Feature importance is an indication of how important a feature is within a predictive model. Feature importance represents the number of times a feature is used to create conditional splits within all the Decision Trees created by the Random Forest model.
The code below is used to create a bar chart that depicts feature importance.
# Find the most important features that determine churn.
# Use the .feature_importances_ command to find the importance values of each feature.
fitted.feature_importances_
#Create an importance dataframe that displays the features and importance level.
feature_importance = pd.DataFrame({'Feature': X_train.columns,
'Importance': fitted.feature_importances_})
feature_importance.sort_values(by = 'Importance',
ascending = False,
inplace = True)
# Use the fig, ax = plt.subplots() command to create a set of subplots within one cell.
fig, ax = plt.subplots(1, 1, figsize=(15, 15))
# Use the sns.barplot() command to create a bar plot.
sns.barplot(data = feature_importance,
x = 'Importance',
y = 'Feature')
ax.bar_label(ax.containers[0])
plt.show()
Based on the char above:
- The greatest driver for churn is the net margin on power subscription (0.064), followed by electricity consumption of the past 12 months (0.06), and total net margin (0.058).
- Time is also an influential factor, such as the number of months a customer has been active (0.037), their tenure (0.016), and the number of months since they renewed their contract (0.02).
- Features that are influential to churn tend to fall under power consumption and time.
- Price senitivity features (variance in prices, max difference in price) are scattered. Some price sensitivity features have a higher influence on churn, such as the price variance between off peak and peak time. Most sensitiviy features, however, have very low influence on churn.
- This would suggest that our original hypothesis, that price senitivity is the main contributor for churn, is incorrect.
The goal of the project is to analyze PowerCo's client and price data and determine potential causes for customer churn. One hypothesis for customer churn is price sensitiviy. We have conducted exploratory data analysis on the data, used feature engineering to alter and create new features in the data, and created a Random Forest model to predict which customers will churn and determine which features have the most influence on customer churn.
We have found that:
- Our model has high accuracy and precision, but low recall. This means that when the model makes a prediction, there is a high probability that the model is correct.

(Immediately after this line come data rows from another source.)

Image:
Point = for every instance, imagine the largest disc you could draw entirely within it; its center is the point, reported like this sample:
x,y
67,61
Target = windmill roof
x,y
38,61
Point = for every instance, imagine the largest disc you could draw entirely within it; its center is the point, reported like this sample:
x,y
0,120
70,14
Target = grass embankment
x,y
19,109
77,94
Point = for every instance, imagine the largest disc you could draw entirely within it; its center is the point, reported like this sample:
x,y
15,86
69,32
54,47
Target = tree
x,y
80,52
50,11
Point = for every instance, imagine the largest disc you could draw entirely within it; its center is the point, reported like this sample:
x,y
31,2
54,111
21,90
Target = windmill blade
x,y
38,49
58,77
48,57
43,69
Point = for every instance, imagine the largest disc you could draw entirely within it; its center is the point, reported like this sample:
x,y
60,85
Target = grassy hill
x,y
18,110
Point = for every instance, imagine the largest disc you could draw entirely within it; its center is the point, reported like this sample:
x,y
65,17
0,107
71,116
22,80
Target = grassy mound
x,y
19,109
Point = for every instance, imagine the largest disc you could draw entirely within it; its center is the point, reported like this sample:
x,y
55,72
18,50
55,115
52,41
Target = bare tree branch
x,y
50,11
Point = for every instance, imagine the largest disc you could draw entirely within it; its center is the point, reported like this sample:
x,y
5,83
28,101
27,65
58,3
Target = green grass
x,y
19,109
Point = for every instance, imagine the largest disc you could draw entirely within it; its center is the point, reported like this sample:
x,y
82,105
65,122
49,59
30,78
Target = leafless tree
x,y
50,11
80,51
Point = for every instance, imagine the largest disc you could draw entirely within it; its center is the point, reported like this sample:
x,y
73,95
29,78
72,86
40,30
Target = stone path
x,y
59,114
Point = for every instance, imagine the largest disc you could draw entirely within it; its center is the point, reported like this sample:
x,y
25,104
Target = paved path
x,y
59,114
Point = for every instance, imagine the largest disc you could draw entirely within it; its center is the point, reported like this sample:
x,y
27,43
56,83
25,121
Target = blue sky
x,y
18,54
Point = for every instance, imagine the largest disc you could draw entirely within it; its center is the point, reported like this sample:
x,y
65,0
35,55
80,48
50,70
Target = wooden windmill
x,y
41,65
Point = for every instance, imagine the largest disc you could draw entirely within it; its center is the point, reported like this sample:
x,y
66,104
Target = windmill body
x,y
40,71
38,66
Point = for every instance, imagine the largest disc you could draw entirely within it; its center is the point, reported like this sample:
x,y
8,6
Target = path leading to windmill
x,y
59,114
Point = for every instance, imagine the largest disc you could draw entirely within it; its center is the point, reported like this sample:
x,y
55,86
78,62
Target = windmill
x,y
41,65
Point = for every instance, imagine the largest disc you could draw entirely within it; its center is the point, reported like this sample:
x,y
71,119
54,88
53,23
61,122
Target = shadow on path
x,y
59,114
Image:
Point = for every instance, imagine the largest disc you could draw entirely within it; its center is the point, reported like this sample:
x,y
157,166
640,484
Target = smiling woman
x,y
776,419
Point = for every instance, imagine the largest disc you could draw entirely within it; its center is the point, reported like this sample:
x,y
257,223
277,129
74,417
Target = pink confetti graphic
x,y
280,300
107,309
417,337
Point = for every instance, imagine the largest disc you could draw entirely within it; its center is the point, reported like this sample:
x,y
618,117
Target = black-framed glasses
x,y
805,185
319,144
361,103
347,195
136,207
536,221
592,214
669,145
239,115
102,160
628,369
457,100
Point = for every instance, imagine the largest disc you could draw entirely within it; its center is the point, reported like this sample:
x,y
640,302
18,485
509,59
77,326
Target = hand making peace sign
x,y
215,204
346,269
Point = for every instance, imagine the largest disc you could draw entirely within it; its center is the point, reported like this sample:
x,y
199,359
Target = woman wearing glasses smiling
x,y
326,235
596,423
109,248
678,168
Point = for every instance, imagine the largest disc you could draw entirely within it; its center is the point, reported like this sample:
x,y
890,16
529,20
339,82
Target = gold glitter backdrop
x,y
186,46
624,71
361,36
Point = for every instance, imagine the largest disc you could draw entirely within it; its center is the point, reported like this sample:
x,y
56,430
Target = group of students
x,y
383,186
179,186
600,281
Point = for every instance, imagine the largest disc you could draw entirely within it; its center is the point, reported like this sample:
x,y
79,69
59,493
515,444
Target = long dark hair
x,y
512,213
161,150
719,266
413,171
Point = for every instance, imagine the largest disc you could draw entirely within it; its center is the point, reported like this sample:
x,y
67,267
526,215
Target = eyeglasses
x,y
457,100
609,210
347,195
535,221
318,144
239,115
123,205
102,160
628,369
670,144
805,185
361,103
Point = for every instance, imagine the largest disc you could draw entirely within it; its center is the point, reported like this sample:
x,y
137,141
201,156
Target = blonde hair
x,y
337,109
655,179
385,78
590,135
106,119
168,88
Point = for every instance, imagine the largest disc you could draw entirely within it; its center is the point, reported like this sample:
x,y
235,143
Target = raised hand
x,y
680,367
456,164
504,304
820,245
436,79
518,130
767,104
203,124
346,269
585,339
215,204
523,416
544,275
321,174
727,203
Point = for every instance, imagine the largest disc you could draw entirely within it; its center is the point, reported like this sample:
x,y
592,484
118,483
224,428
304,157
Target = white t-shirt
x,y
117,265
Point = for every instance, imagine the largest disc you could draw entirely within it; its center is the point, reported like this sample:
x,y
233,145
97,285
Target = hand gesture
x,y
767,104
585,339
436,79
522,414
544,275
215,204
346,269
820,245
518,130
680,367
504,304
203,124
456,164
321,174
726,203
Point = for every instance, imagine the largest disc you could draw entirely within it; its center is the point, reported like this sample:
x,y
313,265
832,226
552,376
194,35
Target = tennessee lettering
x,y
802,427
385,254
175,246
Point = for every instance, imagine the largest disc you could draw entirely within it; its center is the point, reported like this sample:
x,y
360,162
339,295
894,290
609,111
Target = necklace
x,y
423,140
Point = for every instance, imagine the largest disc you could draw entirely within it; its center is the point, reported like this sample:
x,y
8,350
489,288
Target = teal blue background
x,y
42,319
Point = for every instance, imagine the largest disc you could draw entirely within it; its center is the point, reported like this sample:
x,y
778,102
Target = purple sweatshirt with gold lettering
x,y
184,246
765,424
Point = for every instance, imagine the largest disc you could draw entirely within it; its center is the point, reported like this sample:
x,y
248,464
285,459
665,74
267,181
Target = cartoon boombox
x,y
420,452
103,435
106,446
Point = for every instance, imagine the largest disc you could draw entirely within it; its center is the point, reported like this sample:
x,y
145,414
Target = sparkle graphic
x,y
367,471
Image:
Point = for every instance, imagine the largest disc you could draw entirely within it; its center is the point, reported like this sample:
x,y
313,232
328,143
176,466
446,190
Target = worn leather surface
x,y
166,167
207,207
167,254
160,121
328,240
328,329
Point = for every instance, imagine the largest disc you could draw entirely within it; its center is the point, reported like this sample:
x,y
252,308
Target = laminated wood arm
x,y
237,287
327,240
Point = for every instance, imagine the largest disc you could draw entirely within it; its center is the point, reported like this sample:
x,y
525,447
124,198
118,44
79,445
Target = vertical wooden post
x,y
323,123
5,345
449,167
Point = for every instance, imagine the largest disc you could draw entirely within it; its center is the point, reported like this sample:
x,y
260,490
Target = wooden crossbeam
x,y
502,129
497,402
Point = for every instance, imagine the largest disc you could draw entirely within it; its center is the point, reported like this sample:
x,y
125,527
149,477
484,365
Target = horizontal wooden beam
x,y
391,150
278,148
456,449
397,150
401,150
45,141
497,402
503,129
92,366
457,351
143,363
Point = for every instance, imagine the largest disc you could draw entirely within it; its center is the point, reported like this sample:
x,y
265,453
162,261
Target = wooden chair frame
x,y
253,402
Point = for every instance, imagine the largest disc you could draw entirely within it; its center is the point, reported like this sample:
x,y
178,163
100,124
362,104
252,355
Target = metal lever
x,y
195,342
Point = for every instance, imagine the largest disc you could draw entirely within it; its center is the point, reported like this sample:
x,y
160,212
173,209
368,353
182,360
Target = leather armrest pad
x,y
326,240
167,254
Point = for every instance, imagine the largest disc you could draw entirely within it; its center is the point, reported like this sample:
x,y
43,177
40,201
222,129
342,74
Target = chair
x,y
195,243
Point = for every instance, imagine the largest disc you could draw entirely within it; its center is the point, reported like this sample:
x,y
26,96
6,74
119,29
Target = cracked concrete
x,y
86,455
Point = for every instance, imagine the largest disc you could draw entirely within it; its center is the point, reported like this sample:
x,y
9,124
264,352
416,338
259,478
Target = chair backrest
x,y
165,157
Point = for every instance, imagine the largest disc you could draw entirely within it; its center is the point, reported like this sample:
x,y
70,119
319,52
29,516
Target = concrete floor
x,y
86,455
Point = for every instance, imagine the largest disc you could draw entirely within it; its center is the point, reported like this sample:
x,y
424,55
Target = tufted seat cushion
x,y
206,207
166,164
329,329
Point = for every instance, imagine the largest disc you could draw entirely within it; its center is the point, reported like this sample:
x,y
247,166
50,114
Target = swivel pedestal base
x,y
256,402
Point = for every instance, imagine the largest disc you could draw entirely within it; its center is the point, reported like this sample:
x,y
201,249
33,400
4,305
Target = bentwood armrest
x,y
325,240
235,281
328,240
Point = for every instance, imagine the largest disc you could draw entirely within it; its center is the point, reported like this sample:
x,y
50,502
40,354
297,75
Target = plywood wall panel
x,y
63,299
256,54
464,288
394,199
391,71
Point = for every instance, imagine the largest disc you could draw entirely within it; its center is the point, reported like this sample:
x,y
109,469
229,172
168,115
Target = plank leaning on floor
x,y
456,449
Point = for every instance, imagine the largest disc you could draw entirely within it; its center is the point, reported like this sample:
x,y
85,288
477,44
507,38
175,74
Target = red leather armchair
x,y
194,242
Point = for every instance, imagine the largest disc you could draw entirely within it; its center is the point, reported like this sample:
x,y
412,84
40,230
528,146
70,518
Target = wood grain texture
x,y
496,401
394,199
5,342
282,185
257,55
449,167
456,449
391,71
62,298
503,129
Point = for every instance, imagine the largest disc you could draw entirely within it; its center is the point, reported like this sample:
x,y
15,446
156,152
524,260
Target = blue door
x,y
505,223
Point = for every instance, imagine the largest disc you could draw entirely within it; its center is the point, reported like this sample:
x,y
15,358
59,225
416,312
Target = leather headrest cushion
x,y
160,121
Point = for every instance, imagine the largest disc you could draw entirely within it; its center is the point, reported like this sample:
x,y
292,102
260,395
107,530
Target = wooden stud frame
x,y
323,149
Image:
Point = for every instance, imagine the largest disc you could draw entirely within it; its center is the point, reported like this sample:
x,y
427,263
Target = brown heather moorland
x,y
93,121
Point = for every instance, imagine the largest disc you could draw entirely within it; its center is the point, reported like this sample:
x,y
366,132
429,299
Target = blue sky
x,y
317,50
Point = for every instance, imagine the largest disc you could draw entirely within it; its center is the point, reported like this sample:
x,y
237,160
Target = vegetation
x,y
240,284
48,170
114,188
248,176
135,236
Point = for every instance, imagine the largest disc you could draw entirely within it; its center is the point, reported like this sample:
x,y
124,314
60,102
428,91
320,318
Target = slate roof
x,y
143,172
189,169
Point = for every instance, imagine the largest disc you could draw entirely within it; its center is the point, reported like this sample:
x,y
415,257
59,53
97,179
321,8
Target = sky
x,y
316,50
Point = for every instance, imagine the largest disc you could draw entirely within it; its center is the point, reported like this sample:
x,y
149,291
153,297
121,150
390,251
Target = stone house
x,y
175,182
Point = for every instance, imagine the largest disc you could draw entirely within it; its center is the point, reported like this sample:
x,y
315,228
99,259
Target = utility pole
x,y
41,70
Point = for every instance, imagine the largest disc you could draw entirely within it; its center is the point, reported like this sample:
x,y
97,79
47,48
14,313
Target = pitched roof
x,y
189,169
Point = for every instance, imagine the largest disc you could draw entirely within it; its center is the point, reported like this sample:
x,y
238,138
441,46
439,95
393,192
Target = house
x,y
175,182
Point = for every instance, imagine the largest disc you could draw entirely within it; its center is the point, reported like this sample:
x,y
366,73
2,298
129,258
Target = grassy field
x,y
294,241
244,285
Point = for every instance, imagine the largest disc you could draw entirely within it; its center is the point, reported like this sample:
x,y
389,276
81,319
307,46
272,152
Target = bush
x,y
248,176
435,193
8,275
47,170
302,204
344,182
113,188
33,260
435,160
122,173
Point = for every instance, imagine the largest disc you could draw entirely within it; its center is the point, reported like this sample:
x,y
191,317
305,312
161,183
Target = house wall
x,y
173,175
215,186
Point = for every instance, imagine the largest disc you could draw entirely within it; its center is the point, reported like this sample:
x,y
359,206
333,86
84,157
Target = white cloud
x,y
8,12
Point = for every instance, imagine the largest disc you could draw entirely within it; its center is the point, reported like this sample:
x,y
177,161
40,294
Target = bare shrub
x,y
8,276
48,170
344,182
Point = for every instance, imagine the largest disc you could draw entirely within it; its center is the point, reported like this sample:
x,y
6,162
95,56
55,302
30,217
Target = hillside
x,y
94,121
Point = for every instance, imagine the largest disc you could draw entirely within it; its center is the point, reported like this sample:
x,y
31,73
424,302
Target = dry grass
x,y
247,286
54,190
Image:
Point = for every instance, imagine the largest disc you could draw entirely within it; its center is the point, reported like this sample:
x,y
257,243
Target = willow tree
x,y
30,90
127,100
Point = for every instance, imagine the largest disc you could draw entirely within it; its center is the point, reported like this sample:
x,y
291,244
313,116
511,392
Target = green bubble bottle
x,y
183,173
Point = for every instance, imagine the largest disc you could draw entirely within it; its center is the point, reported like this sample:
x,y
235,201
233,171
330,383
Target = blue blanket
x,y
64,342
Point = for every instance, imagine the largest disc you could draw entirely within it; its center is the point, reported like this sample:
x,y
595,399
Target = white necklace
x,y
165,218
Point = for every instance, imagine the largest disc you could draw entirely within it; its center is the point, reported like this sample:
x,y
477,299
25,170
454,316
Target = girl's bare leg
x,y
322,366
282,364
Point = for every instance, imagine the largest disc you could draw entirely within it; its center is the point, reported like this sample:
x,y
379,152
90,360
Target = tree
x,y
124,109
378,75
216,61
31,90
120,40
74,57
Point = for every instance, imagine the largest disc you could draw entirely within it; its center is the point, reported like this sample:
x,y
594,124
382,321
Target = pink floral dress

However, it has difficulty identifying customers who will churn.
- Features with the most influence on customer churn are related to power consumption and time. This includes features such as net margin on power subscription, electricity consumption of the past 12 months, total net margin, number of months a customer has been active, tenure, and the number of months since they renewed their contract.
- Price sensitivity is not a leading cause of churn. Price sensitiviy features are scattered with many have very low influence on churn.
Recommdenations:
- Since feature importance is based on our Random Forest model, we should rework the model to improve the recall score. This may include working more on feature analysis or adjusting the parameters of the model.
- Focus on retaining newer customers or customers with tenure less than 8 years.
- Add benefits or saving for customers with higher power consumption. For example, customers with a certain level of electricity consumption will have a discounted price for electricty for the next 6 months.